FISH assay was performed following the manufacturer's instructions (GenePharma, Shanghai, China), as we had introduced before. 15 The probe used for SNORA70E was 5′–GGGTAAAACTCCCTACCTGGTGTCTCCGT–3′ (Hanbio Biotechnology, China).

2.14. Assay of subcutaneous tumour dissemination

Vital River Laboratories (Beijing, China) supplied the BALB/c nude mice, which were housed in a specific pathogen‐free (SPF) environment. SNORA70E overexpressing CAOV3 cells or control CAOV3 cells (1 × 107 in 150 μl of FBS‐free media) were injected subcutaneously into 5‐week‐old female mice to establish a subcutaneous dissemination model (n = 6). Mice were euthanized at various times post‐injection, the tumour nodes were resected, and their volumes were measured. Besides, OVCAR3 cells (5 × 106 in 150 μl of FBS‐free media) were injected subcutaneously into 5‐week‐old female mice (n = 12), when most of the tumour volume reached 5 mm in diameter, the mice were randomly divided into two treatment groups, followed by injection with 250 mg/kg/week of ASO‐SNORA70E or ASO‐NC administered subcutaneously for 4 weeks. The Guangzhou Medical University Animal Care and Use Committee approved the animal experiments. The Guide for the Care and Use of Laboratory Animals (published by the National Institute of Health) was followed when carrying out the animal experiments.

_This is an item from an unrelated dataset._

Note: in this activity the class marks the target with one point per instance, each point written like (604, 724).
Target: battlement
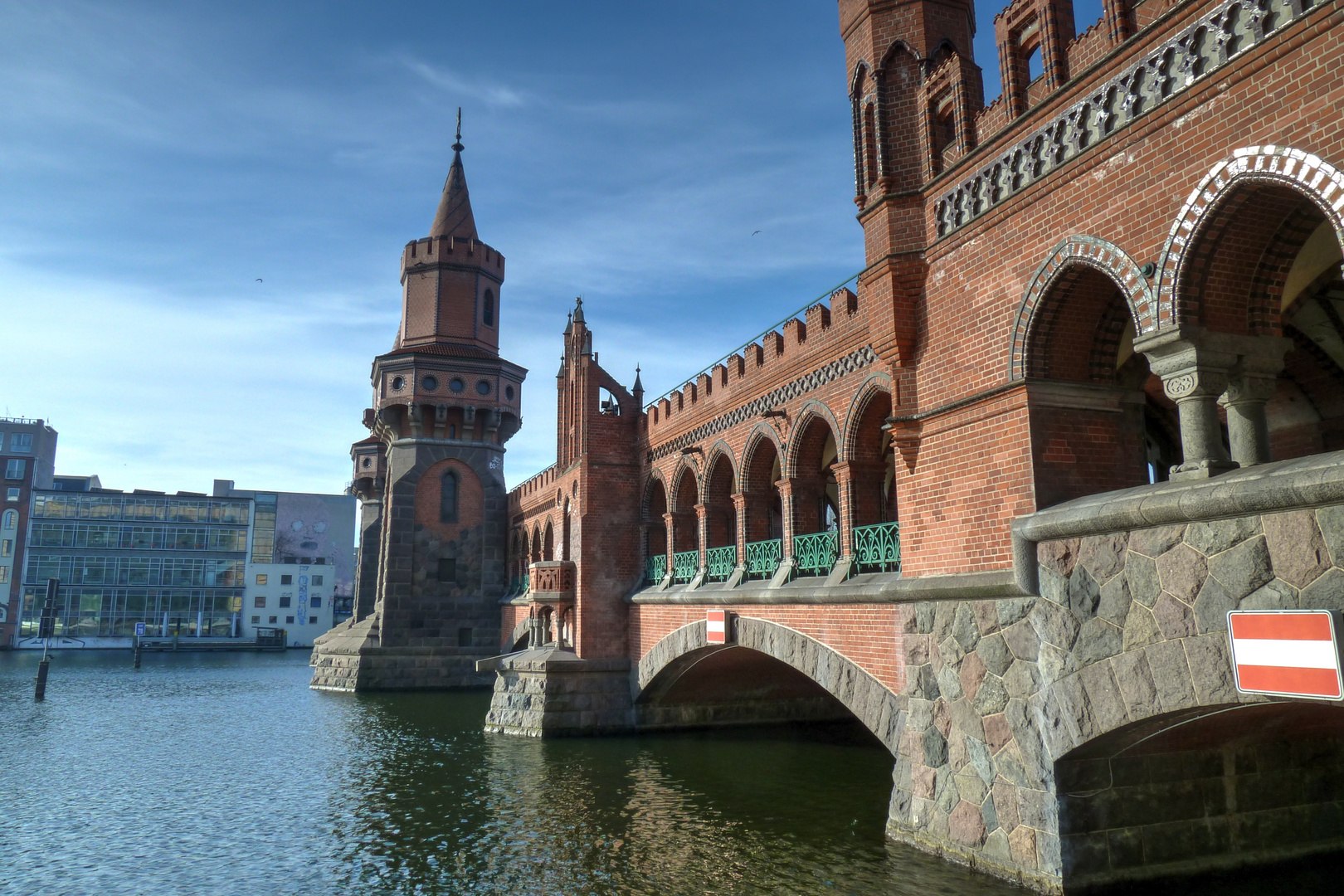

2.15. Statistical analysis

SPSS 22.0 software (IBM Corp., Armonk, NY, USA) was used to perform the statistical analyses, the Mann–Whitney U test and paired samples t‐test were used to compare the means of different groups. Three repeats were performed for each experiment, and the overall parameters for each group of data were represented by the mean ± SD. Statistical significance was accepted at a p‐value <0.05.

3. RESULTS

3.1. The relationship between ovarian cancer clinicopathological characteristics and the expression level of SNORA70E

According to the TCGA database, SNORA70E is an unfavourable prognostic factor for ovarian cancer (Figure 1A). Thus qRT‐PCR was used to assess the expression of SNORA70E in ovarian carcinoma tissues, borderline tumour tissues, benign tissues, and normal ovarian tissues. SNORA70E expression was significantly higher in epithelial ovarian cancer tissues than in borderline tumour tissues, benign tissues, and normal ovaries (Figure 1B, p < 0.05, Table S1). Compared with that in stage I disease, SNORA70E expression was higher in stages II–IV (Figure 1C, p < 0.05). In addition, compared with that in pathologically well classified disease, the SNORA70E expression was higher in the moderately and poorly pathological classified disease (Figure 1D, *p < 0.05), besides, SNORA70E expression was higher in ovarian serous adenocarcinoma than in the other types (Figure 1E, *p < 0.05, Table S2). These results indicated that SNORA70E participates in ovarian cancer tumorigenesis and progression, and might be related to poor prognosis.

FIGURE 1.

FIGURE 1

SNORA70E expression in ovarian tissues and cancer cell lines. SNORA70E is an unfavourable prognostic factor for ovarian cancer (A). SNORA70E expression was significantly higher in epithelial ovarian cancer tissues than in borderline tumour tissues, benign tissues, and normal ovaries (B). And SNORA70E expression was higher in stages II–IV than in stage I (C); in the moderately and poorly pathological classified disease than in pathologically well‐classified disease (D); in ovarian serous adenocarcinoma than in the other types (E). Data is calculated and shown as the mean ± SD (error bars). *p < 0.05. (Mann–Whitney U test). SNORA70E expression in ovarian cancer cell lines (F). SNORA70E overexpression induced SNORA70E expression level in CAOV3 cells (G), SNORA70E downregulation by ASO reduced SNORA70E expression level in OVCAR3 cells (H). Data is calculated and shown as the mean ± SD (error bars) from three independent repeats. *p < 0.05. (Student's t‐test).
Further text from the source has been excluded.